I have only seen 2 IV in the breast. They were used short term, and no issues, however, this is not a site I am willing to use on a routine basis. At night being the only rapid response nurse to help with difficult IV access, and the house physician not willing to drop an EJ, and that being out of my scope surely makes things difficult. We do not have access or training (yet) for the ultrasound machine, or to place an EJ (possibility of us being trained), nor we do not have ready access to IO kits either. We have only used one during a code. If asked to place an IO, I would have no idea where to find a kit.
Surgical residents give grief when a patient truly needs a central line at times, we have no PICC nurse on at night, and anesthesia cannot always help either since they are in a c-section or placing an epidural. ER will not come to the floor to place lines. One night we had to have anesthesia place a central line in a patient because we had no surgical resident on that night.
I agree that IO is very under utilized for access in difficult situations.
I've placed multiple breast IVs in the ER. We don't always have time for a sono guided IV and for drug users it might be just enough to give the meds and get them home. I don't use the breast if the patient needs pressors, K+, ect. But I've given lots of meds through breast IVs and I've never had a problem.
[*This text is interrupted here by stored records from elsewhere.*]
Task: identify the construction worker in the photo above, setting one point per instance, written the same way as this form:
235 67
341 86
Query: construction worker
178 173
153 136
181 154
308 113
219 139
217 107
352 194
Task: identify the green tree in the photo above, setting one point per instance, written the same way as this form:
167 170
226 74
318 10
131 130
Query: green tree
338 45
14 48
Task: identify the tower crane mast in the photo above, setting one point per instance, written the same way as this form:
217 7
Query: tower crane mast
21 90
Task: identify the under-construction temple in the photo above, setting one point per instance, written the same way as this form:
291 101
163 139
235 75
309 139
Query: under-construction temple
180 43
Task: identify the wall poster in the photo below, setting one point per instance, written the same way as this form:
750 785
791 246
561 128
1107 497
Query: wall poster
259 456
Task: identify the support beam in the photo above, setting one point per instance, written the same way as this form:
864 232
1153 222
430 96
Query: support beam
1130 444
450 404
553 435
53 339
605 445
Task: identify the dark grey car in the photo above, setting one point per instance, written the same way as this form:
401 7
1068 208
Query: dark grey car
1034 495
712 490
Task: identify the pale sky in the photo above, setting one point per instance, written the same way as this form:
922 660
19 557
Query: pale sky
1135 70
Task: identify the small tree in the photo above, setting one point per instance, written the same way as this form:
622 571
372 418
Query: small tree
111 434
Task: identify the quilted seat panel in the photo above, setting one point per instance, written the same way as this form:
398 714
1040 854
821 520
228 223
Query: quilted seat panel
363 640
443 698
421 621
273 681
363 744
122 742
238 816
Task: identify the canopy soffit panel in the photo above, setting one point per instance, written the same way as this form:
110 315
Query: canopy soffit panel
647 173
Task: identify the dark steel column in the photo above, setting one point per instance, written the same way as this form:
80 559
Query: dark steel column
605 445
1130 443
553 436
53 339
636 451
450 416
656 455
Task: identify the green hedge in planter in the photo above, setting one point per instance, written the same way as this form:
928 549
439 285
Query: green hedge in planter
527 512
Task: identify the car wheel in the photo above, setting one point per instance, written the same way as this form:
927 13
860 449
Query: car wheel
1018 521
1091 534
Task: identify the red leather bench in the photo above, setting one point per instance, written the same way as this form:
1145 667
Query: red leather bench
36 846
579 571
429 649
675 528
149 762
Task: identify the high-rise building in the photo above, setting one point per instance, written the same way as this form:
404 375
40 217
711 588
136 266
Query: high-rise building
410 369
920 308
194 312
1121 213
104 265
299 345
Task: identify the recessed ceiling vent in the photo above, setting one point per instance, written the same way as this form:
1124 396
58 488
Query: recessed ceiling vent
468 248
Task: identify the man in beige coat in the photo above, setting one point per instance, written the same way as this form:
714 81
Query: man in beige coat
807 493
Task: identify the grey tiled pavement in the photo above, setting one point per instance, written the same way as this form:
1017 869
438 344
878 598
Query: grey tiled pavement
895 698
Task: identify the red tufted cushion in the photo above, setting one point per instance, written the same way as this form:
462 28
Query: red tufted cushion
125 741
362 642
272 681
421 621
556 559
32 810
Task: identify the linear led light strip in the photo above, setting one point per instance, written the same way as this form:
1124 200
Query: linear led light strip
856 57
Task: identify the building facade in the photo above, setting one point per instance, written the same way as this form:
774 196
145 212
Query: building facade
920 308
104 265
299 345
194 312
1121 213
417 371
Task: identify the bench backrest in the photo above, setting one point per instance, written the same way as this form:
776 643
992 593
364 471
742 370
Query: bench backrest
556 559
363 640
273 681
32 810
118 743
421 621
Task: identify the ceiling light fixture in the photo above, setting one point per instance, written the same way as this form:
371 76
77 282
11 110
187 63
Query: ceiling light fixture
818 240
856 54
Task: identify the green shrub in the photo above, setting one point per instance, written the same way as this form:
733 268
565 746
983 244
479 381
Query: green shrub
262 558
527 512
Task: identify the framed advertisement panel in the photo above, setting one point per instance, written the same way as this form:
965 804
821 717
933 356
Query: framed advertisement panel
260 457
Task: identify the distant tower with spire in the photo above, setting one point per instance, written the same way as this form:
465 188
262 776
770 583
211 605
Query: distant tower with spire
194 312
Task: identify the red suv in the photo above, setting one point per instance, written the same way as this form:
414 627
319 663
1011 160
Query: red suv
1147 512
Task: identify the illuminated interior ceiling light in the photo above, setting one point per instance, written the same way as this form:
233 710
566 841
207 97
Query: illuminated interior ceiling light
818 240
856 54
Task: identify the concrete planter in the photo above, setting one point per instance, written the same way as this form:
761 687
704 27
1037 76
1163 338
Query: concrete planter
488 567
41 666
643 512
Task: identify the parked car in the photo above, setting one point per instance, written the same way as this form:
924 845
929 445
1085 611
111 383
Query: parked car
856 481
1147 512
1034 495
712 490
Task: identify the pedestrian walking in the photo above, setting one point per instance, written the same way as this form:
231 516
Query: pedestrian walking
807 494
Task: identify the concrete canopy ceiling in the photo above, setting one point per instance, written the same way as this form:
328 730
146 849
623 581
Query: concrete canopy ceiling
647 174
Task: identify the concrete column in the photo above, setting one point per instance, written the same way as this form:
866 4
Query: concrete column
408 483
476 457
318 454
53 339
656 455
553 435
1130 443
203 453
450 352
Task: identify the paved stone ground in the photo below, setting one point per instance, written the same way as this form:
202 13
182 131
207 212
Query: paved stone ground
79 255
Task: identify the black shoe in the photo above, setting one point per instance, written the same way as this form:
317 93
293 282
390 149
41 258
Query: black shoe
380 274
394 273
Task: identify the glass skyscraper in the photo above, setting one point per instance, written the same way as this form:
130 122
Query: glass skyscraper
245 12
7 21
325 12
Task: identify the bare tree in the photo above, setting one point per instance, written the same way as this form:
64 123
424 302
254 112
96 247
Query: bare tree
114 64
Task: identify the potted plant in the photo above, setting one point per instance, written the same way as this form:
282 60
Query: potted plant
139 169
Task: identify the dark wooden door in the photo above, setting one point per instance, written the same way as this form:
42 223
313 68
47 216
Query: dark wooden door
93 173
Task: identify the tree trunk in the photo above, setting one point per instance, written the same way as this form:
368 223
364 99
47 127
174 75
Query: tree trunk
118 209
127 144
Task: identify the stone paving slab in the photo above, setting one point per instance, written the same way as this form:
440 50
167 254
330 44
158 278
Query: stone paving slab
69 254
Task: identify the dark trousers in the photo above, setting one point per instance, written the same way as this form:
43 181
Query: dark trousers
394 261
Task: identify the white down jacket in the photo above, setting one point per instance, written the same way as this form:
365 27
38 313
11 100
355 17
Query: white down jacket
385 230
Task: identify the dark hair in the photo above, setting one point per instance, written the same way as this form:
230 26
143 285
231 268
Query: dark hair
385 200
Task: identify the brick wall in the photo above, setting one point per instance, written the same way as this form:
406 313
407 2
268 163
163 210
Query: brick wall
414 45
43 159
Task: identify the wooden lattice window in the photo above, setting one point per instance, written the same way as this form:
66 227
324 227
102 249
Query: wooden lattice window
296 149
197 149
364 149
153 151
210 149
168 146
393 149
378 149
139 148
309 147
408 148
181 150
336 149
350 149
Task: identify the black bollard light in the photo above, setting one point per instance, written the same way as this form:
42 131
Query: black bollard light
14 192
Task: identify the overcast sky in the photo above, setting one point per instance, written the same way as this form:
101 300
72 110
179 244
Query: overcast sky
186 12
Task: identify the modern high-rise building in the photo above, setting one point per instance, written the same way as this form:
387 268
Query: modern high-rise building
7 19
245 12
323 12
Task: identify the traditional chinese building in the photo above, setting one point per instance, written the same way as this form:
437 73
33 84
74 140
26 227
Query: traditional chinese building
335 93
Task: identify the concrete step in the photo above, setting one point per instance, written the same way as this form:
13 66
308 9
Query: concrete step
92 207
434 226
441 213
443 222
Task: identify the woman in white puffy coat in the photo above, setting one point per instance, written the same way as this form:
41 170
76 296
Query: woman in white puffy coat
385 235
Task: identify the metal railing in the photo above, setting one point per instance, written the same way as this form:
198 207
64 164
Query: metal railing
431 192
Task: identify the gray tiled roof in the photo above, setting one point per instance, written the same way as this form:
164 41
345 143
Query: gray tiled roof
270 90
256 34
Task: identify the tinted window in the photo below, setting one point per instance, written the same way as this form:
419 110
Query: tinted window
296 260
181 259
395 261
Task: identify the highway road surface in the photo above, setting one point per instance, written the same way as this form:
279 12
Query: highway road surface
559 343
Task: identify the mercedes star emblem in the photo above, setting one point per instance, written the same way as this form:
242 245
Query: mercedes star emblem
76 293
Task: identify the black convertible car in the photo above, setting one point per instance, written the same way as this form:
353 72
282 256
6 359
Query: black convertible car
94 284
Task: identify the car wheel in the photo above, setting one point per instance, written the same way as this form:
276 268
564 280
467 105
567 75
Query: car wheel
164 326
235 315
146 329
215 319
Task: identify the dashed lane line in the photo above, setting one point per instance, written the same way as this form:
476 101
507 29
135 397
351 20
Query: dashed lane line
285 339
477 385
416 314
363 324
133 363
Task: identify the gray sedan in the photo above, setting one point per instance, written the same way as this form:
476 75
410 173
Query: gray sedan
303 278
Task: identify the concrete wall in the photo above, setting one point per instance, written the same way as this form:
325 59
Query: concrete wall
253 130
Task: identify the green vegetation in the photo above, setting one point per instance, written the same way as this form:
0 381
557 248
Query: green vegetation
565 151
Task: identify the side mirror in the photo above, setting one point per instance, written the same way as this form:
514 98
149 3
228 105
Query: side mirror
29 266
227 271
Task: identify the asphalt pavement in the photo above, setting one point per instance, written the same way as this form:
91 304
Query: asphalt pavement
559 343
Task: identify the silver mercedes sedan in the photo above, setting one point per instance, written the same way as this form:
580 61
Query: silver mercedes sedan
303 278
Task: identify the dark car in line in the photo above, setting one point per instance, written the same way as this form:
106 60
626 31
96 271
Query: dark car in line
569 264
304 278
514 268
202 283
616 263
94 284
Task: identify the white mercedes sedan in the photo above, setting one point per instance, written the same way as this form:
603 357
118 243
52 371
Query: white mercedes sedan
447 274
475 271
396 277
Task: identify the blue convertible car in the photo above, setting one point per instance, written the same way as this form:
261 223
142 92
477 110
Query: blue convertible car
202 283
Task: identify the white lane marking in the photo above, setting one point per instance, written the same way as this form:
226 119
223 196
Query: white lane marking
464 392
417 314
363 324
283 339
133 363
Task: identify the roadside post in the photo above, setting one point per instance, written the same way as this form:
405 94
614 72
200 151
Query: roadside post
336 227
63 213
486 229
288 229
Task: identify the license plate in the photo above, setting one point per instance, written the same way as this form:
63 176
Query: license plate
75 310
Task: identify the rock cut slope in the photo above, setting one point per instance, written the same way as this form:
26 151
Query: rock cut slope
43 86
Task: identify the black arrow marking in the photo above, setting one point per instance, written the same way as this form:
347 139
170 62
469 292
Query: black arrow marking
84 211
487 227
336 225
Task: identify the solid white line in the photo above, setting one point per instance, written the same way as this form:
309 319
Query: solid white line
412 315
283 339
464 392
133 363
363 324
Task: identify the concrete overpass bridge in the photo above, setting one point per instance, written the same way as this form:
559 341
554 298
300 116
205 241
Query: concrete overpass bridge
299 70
Patients also say they hurt less than someone digging around in their arm.
I would rather have an IV started in my breast than in my foot. Those foot ones hurt!Great thread. Can we talk about starting IVs in memberes next?
I wondered when someone was going to bring that up! Never saw an IV there, but many years ago an IV drug user told me they're very easy to access.
nursephillyphil, BSN, RN
325 Posts
I don't think it would have been a vesicant. We are extremely hesitant when any kind of chemo goes through a peripheral line, having one in the breast? I would refuse and ask for a picc or a central. Besides, patients will go through multiple rounds of chemo, they'd need one eventually.